The schema is the intersection of standards — every cell satisfies a specific requirement from ARRIVE, STROBE, CLSI EP09, or CLSI EP05. The author asserts; the verifier checks. No field defaults silently — missing required fields are commit errors with structured diagnostics.

The seven SampleSet dispatch positions

Each stats:SampleSet value is a Bundle(...) ctor at a specific position in the 5-axis experimental-design product space: (Randomization, Blocking, Factor, Replication, RepeatedMeasures). The verifier reads the position, picks the matching dispatch arm, decodes the observations payload, and runs the matching numerics routine. Smart-constructor macros (ESL §4.9) give the author a compact authoring surface; the position they land at is documented per macro.

Smart constructor	Product position	Test family
`stats:SingleSampleEstimate(observations, replication)`	`(CompleteRandom, Unblocked, NoFactor, _, CrossSectional)`	One-sample t-test against `effect_size = Absolute(threshold, units)`. The IC50 case.
`stats:IID(group_a, group_b, replication)`	`(CompleteRandom, Unblocked, SingleFactor, _, CrossSectional)`	Two-sample t-test under `variance_assumption` (Pooled / Welch / Mann-Whitney / rank).
`stats:Paired(pairs, replication)`	`(CompleteRandom, PairedBlocking, SingleFactor, _, CrossSectional)`	Paired t-test (or Wilcoxon signed-rank). Distinct constructor surface so treating paired data as IID — the most common false-positive-inducing error in the literature — fails at the call site.
`stats:Factorial(k, factor_levels, observations, replication)`	`(CompleteRandom, Unblocked, FullFactorial(k), _, CrossSectional)`	k-way omnibus ANOVA. Per-effect decomposition is a follow-on hardening; v1 reports the single F-statistic + p-value.
`stats:RCBD(n_blocks, n_treatments, observations, replication)`	`(Restricted, RCB(n_blocks), SingleFactor, _, CrossSectional)`	Randomized Complete Block Design — two-way ANOVA controlling for block effect, reports the treatment F-test. Catches “treated paired/blocked data as IID” with the `RCB(n_blocks ≥ 3)` discipline.
`stats:SplitPlot(a, b, r, observations, replication)`	`(Restricted, SplitPlotBlocking(a, r), FullFactorial(2), _, CrossSectional)`	Split-plot mixed-effects with nested error strata — whole-plot factor tested against whole-plot error, subplot factor and interaction tested against subplot error.
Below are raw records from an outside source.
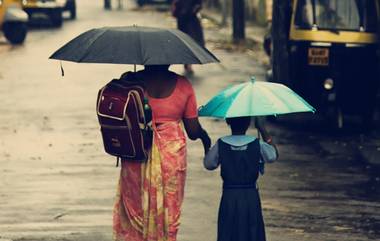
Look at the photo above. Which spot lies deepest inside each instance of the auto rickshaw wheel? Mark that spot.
(56, 17)
(15, 32)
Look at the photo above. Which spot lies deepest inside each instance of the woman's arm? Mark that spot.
(195, 131)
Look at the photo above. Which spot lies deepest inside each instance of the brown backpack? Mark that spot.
(123, 116)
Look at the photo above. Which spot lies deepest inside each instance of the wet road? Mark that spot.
(57, 184)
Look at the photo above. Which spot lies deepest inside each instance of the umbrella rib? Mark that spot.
(140, 46)
(92, 44)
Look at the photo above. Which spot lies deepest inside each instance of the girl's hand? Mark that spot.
(206, 141)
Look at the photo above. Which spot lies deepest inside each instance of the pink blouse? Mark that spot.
(180, 104)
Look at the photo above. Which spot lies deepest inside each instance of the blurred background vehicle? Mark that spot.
(327, 52)
(143, 2)
(52, 9)
(71, 6)
(13, 21)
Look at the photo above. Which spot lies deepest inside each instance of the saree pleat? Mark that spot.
(149, 196)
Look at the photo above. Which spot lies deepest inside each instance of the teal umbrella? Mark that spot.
(255, 98)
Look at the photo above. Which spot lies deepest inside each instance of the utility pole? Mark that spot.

The distinct `SplitPlotBlocking(a, r)` ctor makes the nested dispatch unambiguous; otherwise routing split-plot data through flat `Factorial` would use the smaller subplot error for the whole-plot F-test and silently produce inflated significance. This false-positive shield is one of the institution’s primary justifications.
`stats:RepeatedMeasures(n_subjects, n_timepoints, k_between_factors, factor_levels, observations, replication)`	`(CompleteRandom, Unblocked, FullFactorial(k_between_factors), _, Longitudinal(n_timepoints))`	Longitudinal mixed-effects with subject as random effect, time as within-subjects fixed factor, optional between-subjects factorial overlay. Phase 4.9 wires the `(CompoundSymmetry, k=0)` cell (univariate RM-ANOVA); other cells of the (autocorrelation × k_between_factors) matrix reject with diagnostics referencing tracked GitHub issues.

A MethodComparisonAnalysisPlan subclass dispatches differently: it bypasses the SampleSet-shape table and routes to Passing-Bablok regression on the cited Paired SampleSet’s observations (§7.3).
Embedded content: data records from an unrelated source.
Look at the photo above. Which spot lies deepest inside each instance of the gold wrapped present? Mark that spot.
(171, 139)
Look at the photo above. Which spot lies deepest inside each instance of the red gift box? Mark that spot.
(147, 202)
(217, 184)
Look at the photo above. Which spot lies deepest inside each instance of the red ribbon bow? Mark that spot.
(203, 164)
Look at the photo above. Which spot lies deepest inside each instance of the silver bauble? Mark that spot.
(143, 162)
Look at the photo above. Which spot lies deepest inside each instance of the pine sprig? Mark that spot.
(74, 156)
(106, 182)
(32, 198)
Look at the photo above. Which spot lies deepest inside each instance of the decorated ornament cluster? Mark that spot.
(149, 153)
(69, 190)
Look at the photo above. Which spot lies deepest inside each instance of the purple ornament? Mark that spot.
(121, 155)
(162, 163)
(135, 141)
The full dispatch table is at D52 §5.4. The verifier’s per-dispatch arm implementations live in crates/eigenius-statistics/src/validate.rs; the numerics routines live in crates/eigenius-statistics/src/numerics.rs.
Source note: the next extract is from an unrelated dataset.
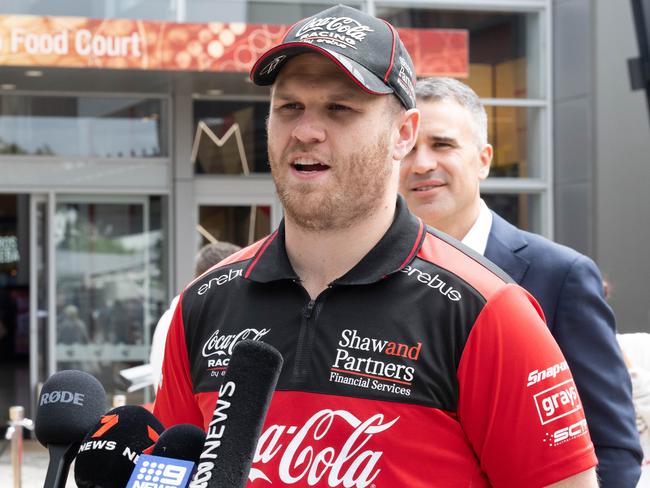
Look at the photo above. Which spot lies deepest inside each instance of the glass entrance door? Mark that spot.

The four-step `validate_analysis_plan` check

AutoOnLoad fires validate_analysis_plan on every StatisticalAnalysisPlan commit. The kernel rejects the commit if any step fails.

Resolve + decode the SampleSet. Read the claim’s sample_set IRI, resolve to a SampleSetResource on the chain, read its sample_set_value (a chain-mirrored Bundle(...) inductive), decode the 9 args into a typed DecodedBundle Rust struct (randomization, blocking, factor, replication, repeated_measures, units, columns, sample_map, observations). Malformed bundles produce structured diagnostics naming the offending slot.
Read claim parameters. Read alpha, directionality, effect_size, variance_assumption, outlier_exclusion, optional autocorrelation_structure. Validate directionality (TwoSided allowed always; OneSidedWitnessed requires the chain-witness check from §7.1 for t-based dispatches only). Validate outlier-exclusion routing (per the dispatch matrix in §7.2).
Dispatch on the product position. Match on the bundle’s (randomization, blocking, factor, repeated_measures) ctor names, pick one of the seven dispatch arms (or fall through to MethodComparisonAnalysisPlan if the claim’s is_a carries that marker). Each arm decodes the observations payload per its expected shape, runs the matching numerics routine, and returns a (statistic, p_value, diagnostic_note) tuple.
Check the §7.4 epistemic-scope and emit the verdict. Walk the claim’s canonical_proposition’s head predicate, look up its is_a markers (PopulationLevel / MeasurementLevel), and confirm the SampleSet’s replication kind admits propositions of that scope (§7.4). Compare the test’s p-value against alpha (halved if OneSidedWitnessed). Emit a Verdict::Holds resource if p < alpha, else Verdict::Fails with a structured AlphaNotCrossed diagnostic.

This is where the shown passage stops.